"He gave me a gun, he extracted my tooth. What more do you want?"
Episode 25: The Gunfighters.
Companions: The 1st Doctor, Steven Taylor and Dodo.
Air Date: Four episodes. 30th April to 21st May 1966.
Arriving in the town of Tombstone, the First Doctor finds himself involved with gunmen out to kill Doc Holliday.
If ever there was a time zone that would, or should, work perfectly for a time travel adventure series, the Wild West is it. The Gunfighters almost pulls it off. It is a good fun story that doesn't take itself too seriously but I find myself wondering if had it been made several years later would it have worked even better. But I can't argue as William Hartnell swaggers around Tombstone as though he belongs there and it is great.
The only downer to this story is the "Ballad of the Last Chance Saloon" which gets played over and over again, with some occasional variaton, throughout all four parts of this story.
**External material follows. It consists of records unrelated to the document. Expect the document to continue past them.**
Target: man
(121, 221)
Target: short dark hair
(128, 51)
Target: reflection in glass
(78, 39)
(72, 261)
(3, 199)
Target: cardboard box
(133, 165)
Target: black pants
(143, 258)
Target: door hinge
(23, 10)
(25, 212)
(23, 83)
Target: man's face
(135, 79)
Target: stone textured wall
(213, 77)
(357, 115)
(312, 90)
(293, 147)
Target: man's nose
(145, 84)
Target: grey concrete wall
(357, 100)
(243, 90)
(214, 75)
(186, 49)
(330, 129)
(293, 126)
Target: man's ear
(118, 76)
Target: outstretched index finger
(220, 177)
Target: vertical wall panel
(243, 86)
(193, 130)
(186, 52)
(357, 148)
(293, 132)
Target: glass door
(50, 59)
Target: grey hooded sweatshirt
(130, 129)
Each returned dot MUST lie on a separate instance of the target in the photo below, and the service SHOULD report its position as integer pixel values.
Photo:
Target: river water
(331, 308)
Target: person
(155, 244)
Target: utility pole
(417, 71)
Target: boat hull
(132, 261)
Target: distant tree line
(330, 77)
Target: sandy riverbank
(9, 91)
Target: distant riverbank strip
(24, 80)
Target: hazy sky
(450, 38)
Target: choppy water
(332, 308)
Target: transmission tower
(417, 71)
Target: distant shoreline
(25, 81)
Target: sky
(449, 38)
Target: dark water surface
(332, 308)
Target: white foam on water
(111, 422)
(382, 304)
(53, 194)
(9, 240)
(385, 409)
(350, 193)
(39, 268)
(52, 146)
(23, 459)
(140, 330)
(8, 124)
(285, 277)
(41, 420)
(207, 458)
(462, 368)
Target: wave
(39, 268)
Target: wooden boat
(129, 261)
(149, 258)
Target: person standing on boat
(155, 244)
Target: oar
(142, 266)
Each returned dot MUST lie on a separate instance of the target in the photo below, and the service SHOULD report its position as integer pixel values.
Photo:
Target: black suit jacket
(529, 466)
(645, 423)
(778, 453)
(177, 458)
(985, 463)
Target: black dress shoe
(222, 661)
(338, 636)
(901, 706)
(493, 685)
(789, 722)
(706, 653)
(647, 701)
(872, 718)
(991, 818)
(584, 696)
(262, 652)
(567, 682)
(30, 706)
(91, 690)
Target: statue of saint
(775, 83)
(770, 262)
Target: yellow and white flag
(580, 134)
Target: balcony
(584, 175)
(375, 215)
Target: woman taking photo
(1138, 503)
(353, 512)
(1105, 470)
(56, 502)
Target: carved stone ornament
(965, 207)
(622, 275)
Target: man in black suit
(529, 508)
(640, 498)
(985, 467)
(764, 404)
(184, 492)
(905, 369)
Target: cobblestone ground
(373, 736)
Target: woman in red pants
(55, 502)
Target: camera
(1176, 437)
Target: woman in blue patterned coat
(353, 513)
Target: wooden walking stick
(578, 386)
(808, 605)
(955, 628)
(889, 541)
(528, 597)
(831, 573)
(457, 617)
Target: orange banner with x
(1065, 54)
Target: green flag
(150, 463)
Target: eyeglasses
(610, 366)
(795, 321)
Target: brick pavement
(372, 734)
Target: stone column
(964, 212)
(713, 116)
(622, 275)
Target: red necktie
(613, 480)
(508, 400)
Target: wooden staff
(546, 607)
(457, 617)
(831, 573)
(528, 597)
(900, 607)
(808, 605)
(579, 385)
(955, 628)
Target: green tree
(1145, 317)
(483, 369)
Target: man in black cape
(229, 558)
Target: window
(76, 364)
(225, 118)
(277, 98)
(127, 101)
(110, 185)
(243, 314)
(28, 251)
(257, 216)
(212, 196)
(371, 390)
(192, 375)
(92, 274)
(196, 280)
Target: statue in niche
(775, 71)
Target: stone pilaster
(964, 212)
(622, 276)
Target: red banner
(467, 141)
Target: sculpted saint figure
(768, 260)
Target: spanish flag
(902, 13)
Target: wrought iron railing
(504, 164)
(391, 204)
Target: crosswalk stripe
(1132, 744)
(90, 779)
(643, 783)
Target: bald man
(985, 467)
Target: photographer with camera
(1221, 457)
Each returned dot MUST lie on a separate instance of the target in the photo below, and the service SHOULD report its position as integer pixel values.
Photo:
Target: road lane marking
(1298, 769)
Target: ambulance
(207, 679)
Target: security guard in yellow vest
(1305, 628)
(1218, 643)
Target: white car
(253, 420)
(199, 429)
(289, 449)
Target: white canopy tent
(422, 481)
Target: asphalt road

It gets a bit much to be honest.
Which brings me to the last point, and that is that the story is historically inaccurate. According to the Dr Who wiki:
The storyline of the serial makes several notable departures from the historical fact. In reality, Bat Masterson, Johnny Ringo, Warren Earp and Phineas Clanton were not present in Tombstone in October 1881. Consequently, neither Ringo nor Phineas Clanton participated in the Gunfight at the O. K. Corral and were therefore not casualties of it as portrayed here. Warren Earp did not die until July 1900, almost nineteen years after the events of this story take place. Phineas' brother Ike Clanton survived the gunfight whereas their father Pa Clanton had died the previous August. Conversely, no reference is made to four of the gunfight's actual participants: Warren, Wyatt and Virgil Earp's brother Morgan Earp and the Clanton brothers' fellow outlaw cowboys Billy Claiborne and Tom and Frank McLaury. Furthermore, Doc Holliday was only 30 years old in 1881 in real life whereas Anthony Jacobs was 48 in 1966.